I found her dad and several other cousins I don't see very often. My nerves subsided; I was safe in a circle of relatives. Our thoughtful hosts seated us all together at a table in a quiet spot away from the band. We had lots to talk about--family updates, books, movies, the Oscars, trips. It was a lovely evening.

On the way home I was both pleased and angry with myself. Is being a widow like regressing to middle school--scared about attending a large party with lots of strangers? Or is this the continuation of the grief that pops up over and over again? Did I beat it? I'm not sure. If there hadn't been place cards, would I have wandered to a table and been miserable and lonely? At least I gave myself points for going.

Does this sort of thing happen to you?

And how do you handle it?


Meryl Jaffe, PhD said... [Reply to comment]

Hi Thelma. We all have our good and bad days, and I was so happy to read that you turned around and went back to the party.

Bat and bar Mitzvahs, weddings - are such family events, I am sure it would have been difficult under any circumstance.

Personally, I find the events I dread going to - or am apprehensive about going to - are usually not half as awkward or bad as I envisioned!

Here's to a happier, sunnier day!

All the best,

Jennifer O. said... [Reply to comment]

Though I am not a widower (I'm 32), I still regress to some childhood ways.

When in a group setting with mothers at some school functions, I shut down. It's amazing how people are able to intuit that you don't want to be approached. Even their body shifts away from you.
Sometimes the rare person approaches me anyway, and of course, I have to interact. Most of the time, that approach snaps me out of my self-induced apathy. Sometimes it doesn't.

I marvel at the people who are always "on." How do they do it?

On a side note, I wonder if you've ever read Joan Didion's "The Year of Magical Thinking."? It's a wonderful memoir about the author dealing with her husband and collaborator's death.

Anyhow, I'm a new subscriber.

Widow in the Middle said... [Reply to comment]

Great situation to post about! I think this sometimes doesn't relate to widowhood at all. Like there are days I just have a bad day at work due to stress, being over tired, etc. Some events I handle better than others. Some I've left, some I've stayed at. Some I've managed to have a good time and at others I've been downright miserable.

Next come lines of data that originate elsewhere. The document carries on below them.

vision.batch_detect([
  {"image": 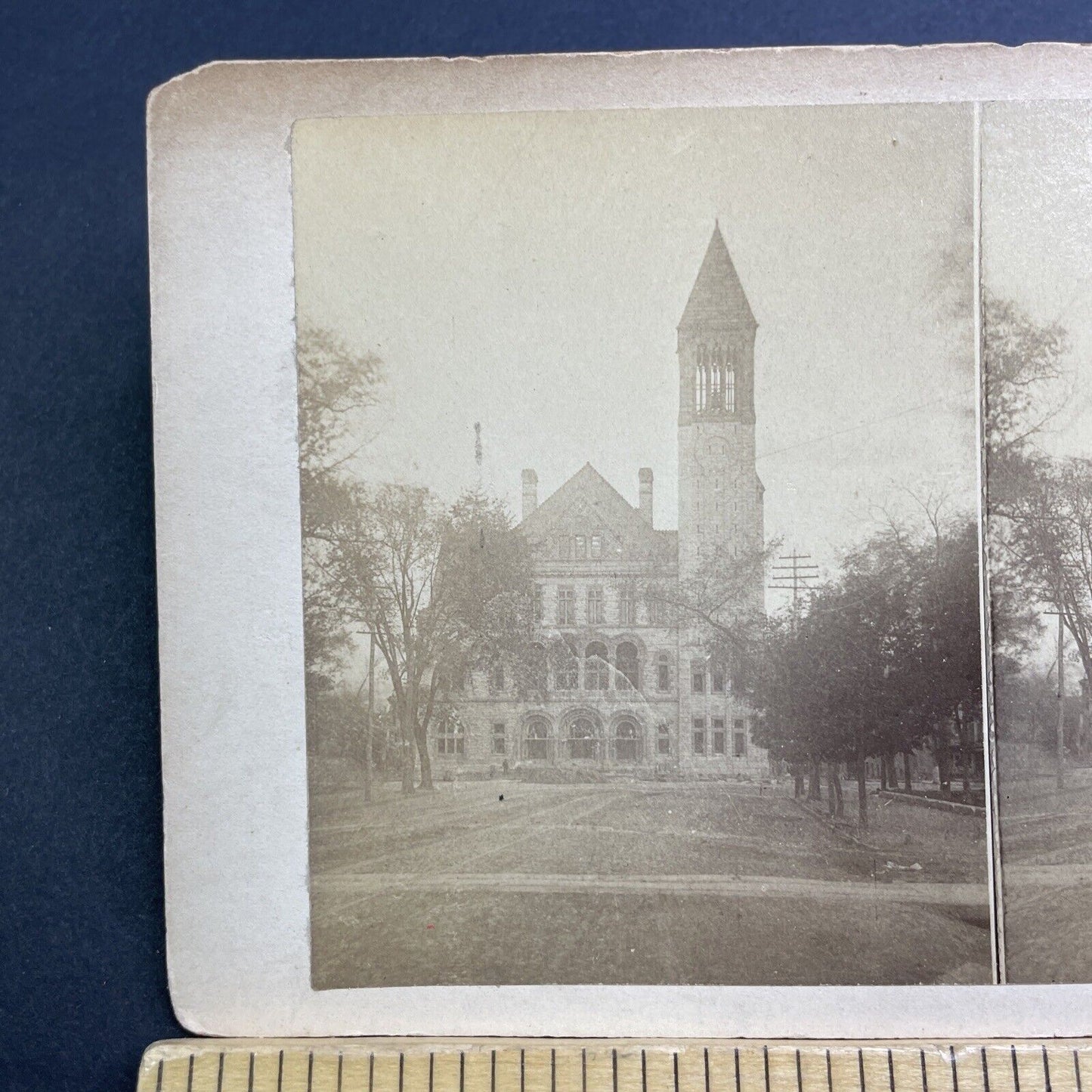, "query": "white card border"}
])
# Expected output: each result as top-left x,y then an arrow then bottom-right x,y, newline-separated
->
153,45 -> 1092,1038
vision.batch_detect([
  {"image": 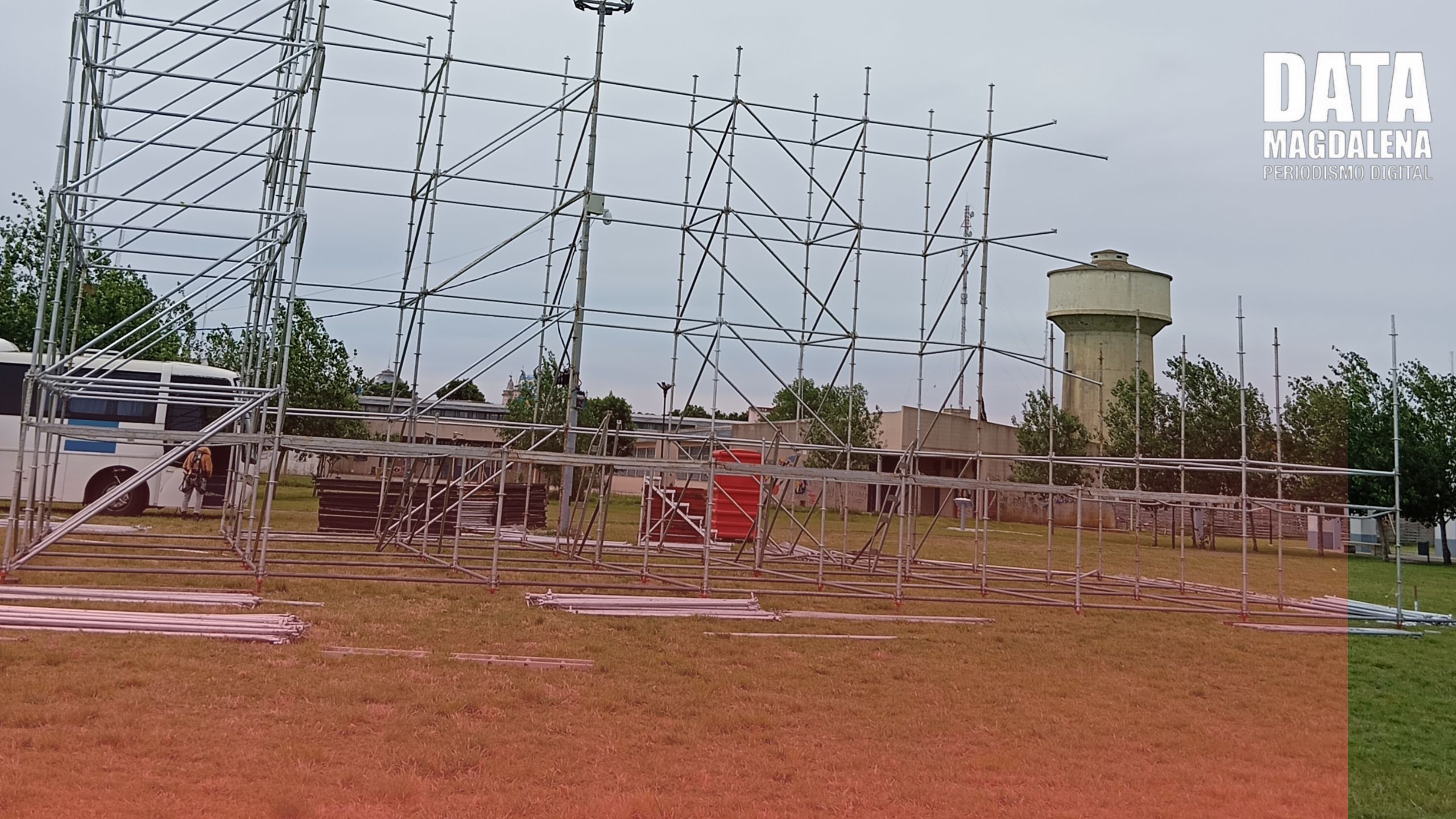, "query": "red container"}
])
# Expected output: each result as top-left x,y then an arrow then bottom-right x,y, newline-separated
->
713,449 -> 763,541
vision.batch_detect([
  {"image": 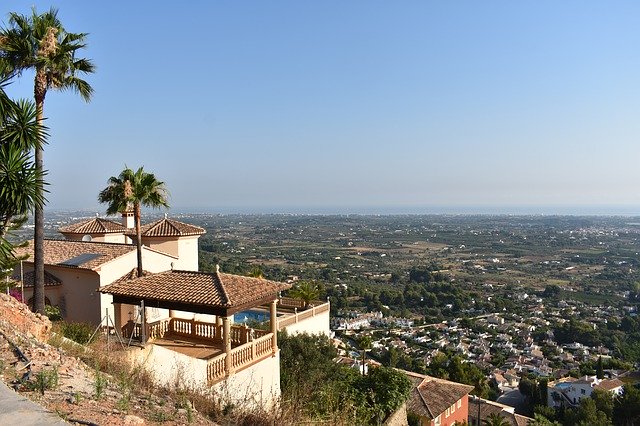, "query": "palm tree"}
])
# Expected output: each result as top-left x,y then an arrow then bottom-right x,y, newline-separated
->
482,413 -> 511,426
289,281 -> 320,309
98,166 -> 169,277
0,8 -> 94,313
0,81 -> 46,272
247,265 -> 264,279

Terrible that that family you sat with was so uncommunicative. I love talking to people I don't know. Also, great that you turned around and attended the party instead of heading back home. I would have felt so proud of myself just for accomplishing that. Bravo.

This Sat. I will be at a show choir competition all day. But I am looking forward to it. I'll bring a book and knitting and even if I sit alone viewing some of the performances, I'm excited about seeing the young people perform and I'm not going to dwell on being there alone. I even might try and start some conversation with the people around me instead of waiting for people to talk to me.